Re: Additional logging questions

From:

Lew <noone@lewscanon.com>

Newsgroups:

comp.lang.java.programmer

Date:

Mon, 27 Feb 2012 23:51:37 -0800

Message-ID:

<jii126$df5$1@news.albasani.net>

On 02/27/2012 05:57 PM, Arne Vajh??j wrote:

On 2/27/2012 8:48 PM, Novice wrote:

Lew<noone@lewscanon.com> wrote in news:jigr8v$jhh$1@news.albasani.net:

But wait! 'hashCode()', which is a shortcut for 'equals()' (well,
really for "not equals()"), doesn't know anything about those fields
yet! It will think objects are not equal when they really are.

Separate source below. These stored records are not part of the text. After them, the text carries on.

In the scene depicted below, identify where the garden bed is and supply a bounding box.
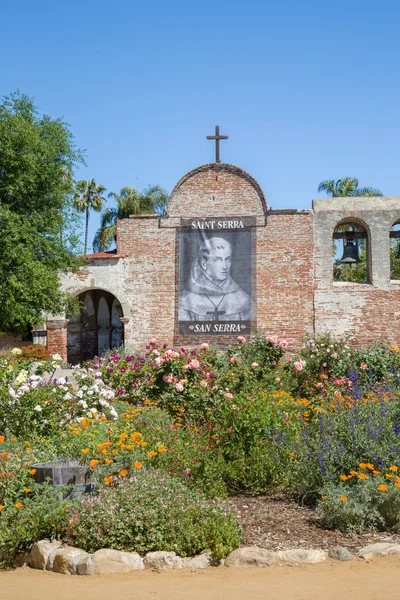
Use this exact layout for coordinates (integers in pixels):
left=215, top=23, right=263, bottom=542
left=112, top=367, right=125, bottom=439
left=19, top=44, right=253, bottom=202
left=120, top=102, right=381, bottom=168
left=229, top=493, right=400, bottom=553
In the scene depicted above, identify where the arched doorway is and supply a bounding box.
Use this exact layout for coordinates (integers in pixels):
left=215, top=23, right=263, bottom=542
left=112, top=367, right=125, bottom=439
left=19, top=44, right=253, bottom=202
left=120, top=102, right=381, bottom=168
left=67, top=290, right=124, bottom=364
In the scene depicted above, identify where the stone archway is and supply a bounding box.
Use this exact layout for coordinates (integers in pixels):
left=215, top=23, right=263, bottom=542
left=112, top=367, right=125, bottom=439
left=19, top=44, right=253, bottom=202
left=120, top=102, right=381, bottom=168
left=67, top=289, right=125, bottom=364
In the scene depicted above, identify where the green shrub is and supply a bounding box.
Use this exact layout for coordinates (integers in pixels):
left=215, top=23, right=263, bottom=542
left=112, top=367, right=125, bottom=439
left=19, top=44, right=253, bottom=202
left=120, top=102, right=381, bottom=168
left=318, top=466, right=400, bottom=532
left=64, top=471, right=241, bottom=558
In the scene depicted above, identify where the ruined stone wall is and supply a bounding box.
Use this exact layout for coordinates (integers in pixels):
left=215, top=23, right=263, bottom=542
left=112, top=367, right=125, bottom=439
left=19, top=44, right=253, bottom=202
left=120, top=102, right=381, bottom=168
left=314, top=196, right=400, bottom=345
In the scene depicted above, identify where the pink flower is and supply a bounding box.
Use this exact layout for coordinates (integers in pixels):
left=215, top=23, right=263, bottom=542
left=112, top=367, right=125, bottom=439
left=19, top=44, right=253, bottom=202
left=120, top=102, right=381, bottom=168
left=279, top=338, right=289, bottom=349
left=251, top=362, right=258, bottom=369
left=294, top=360, right=305, bottom=371
left=182, top=364, right=190, bottom=370
left=266, top=335, right=278, bottom=344
left=360, top=363, right=368, bottom=370
left=190, top=359, right=200, bottom=369
left=153, top=357, right=162, bottom=366
left=229, top=357, right=235, bottom=364
left=237, top=336, right=246, bottom=344
left=152, top=349, right=160, bottom=356
left=225, top=392, right=234, bottom=399
left=149, top=337, right=157, bottom=345
left=163, top=374, right=173, bottom=383
left=316, top=382, right=324, bottom=389
left=175, top=382, right=184, bottom=392
left=199, top=343, right=209, bottom=350
left=200, top=380, right=208, bottom=387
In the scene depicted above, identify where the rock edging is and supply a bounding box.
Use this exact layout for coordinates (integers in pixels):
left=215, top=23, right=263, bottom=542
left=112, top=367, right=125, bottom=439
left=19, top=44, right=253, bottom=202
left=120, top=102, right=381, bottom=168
left=19, top=541, right=400, bottom=575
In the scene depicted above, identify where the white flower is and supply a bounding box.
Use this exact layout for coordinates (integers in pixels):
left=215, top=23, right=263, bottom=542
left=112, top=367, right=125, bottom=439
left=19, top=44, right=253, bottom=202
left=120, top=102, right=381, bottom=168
left=15, top=370, right=28, bottom=385
left=77, top=399, right=88, bottom=408
left=57, top=377, right=66, bottom=385
left=34, top=405, right=42, bottom=412
left=11, top=347, right=22, bottom=355
left=90, top=407, right=97, bottom=414
left=64, top=393, right=72, bottom=400
left=52, top=353, right=62, bottom=361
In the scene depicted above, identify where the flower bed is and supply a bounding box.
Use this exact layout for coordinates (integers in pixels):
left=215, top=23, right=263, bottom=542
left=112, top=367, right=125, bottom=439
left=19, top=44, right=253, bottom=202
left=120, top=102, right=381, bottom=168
left=2, top=333, right=400, bottom=566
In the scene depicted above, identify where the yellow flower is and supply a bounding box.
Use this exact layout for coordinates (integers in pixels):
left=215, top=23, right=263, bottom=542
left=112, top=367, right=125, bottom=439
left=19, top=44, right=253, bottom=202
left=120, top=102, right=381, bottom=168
left=28, top=469, right=36, bottom=475
left=23, top=488, right=31, bottom=493
left=378, top=485, right=388, bottom=492
left=134, top=461, right=142, bottom=469
left=340, top=496, right=348, bottom=502
left=15, top=502, right=23, bottom=509
left=386, top=474, right=393, bottom=479
left=390, top=466, right=398, bottom=472
left=158, top=447, right=166, bottom=453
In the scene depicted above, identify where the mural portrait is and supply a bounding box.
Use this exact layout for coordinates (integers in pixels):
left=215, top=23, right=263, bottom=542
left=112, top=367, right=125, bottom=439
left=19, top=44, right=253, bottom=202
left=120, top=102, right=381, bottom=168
left=178, top=217, right=256, bottom=335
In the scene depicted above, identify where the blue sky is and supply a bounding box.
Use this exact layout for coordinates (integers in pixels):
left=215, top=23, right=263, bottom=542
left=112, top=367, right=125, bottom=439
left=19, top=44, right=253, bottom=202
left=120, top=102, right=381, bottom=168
left=2, top=0, right=400, bottom=250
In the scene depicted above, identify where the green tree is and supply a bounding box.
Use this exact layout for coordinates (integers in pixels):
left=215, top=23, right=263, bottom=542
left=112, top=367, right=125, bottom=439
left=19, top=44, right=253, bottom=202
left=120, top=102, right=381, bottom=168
left=93, top=184, right=169, bottom=252
left=317, top=177, right=383, bottom=197
left=0, top=91, right=83, bottom=336
left=73, top=179, right=107, bottom=254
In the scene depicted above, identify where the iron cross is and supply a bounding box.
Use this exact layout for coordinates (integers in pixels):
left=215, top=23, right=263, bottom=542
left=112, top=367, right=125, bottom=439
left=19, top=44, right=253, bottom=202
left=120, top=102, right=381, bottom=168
left=206, top=125, right=228, bottom=163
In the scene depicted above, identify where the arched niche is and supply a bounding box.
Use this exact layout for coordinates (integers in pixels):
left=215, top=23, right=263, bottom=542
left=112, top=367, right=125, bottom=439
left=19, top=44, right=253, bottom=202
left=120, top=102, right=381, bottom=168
left=390, top=221, right=400, bottom=281
left=67, top=289, right=125, bottom=364
left=332, top=218, right=370, bottom=283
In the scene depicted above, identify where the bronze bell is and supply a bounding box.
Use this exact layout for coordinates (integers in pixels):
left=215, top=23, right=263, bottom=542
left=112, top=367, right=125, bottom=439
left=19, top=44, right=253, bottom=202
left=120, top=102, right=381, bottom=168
left=339, top=239, right=361, bottom=265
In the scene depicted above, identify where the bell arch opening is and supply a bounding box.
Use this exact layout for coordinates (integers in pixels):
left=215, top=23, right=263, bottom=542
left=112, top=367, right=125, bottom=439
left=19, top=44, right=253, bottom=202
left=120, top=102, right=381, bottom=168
left=390, top=221, right=400, bottom=281
left=67, top=289, right=124, bottom=364
left=332, top=218, right=370, bottom=283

So you have to override 'hashCode()', too, using the same fields, so
that its result are consistent with 'equals()':

@Override public int hashCode()
{
return owner.hashCode() * 31 + color.hashCode();
}

Just curious: why multiply the owner.hashCode() by 31? There's no
significance to the 31 is there? Why not just add the two hashCodes
together without multiplying one of them first? That would be just as
good, right?

Actually not.

Some numbers are better than others (no multiply means 1).

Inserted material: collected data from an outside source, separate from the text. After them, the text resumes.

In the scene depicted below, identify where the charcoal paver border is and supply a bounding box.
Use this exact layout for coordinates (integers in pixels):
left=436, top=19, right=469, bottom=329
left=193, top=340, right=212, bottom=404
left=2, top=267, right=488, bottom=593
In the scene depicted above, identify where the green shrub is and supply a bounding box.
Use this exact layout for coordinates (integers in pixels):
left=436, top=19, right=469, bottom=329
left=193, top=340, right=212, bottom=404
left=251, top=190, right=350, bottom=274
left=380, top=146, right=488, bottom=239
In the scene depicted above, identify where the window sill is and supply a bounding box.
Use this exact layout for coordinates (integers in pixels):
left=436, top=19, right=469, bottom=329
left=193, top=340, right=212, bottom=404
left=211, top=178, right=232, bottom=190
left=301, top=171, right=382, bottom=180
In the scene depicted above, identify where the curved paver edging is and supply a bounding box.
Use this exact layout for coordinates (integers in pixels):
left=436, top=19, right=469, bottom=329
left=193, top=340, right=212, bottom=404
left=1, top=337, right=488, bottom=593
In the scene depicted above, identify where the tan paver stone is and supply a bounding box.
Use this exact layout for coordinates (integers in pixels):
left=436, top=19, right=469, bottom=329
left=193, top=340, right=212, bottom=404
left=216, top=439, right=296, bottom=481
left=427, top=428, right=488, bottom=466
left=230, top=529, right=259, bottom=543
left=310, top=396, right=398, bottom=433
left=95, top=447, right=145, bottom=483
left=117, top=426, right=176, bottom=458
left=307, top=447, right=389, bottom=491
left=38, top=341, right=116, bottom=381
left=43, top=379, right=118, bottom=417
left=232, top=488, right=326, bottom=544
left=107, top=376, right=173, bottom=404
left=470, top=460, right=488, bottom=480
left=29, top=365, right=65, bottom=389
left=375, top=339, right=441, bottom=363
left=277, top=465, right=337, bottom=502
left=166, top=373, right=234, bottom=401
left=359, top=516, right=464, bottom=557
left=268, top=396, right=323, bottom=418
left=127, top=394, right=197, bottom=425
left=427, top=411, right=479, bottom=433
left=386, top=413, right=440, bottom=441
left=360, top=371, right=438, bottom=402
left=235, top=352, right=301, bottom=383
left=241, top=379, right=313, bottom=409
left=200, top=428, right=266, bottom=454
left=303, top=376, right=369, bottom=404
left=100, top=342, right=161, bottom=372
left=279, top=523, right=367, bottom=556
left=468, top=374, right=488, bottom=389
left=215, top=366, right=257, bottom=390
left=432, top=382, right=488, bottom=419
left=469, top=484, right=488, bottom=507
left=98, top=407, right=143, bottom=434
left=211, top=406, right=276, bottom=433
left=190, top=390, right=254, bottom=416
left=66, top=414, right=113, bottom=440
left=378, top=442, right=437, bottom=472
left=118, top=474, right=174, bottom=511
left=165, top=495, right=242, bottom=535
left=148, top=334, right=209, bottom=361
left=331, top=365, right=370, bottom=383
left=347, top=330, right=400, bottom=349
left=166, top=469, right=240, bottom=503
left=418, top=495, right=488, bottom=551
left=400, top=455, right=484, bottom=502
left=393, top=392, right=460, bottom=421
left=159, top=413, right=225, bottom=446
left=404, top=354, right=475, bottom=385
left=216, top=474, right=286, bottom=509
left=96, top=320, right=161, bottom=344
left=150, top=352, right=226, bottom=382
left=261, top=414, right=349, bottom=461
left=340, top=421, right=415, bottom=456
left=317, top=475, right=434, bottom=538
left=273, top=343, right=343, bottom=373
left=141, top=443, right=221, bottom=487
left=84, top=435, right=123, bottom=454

You should go for a prime.

31 is often used.

But there are other good numbers.

Donald Knuth, _The Art of Computer Programming_, suggested 31 for modulo 32
hashes because it produces good distribution on the average for random inputs.

There are better hashes, but for most purposes the one illustrated suffices.

More generally (pseudocode):

@Override int hashCode()
{
  int hash = 17; // or 0 or some other decent starter
  for (Object field : instanceFields)
  {
    hash = hash * 31;
    hash += field.hashCode();
  }
  return hash;
}

I skipped over niceties like whether to use 0 for null or empty element hashes.

The Javadocs explain some of this, but the purpose of 'hashCode()' mostly is
to quickly tell if instances are not equal. Equal instances must have the same
hash - that's a hard rule. But the converse cannot apply - many instances will
have the same hash even if they're not equal.

The trick is not to have many all at once during the run of your application.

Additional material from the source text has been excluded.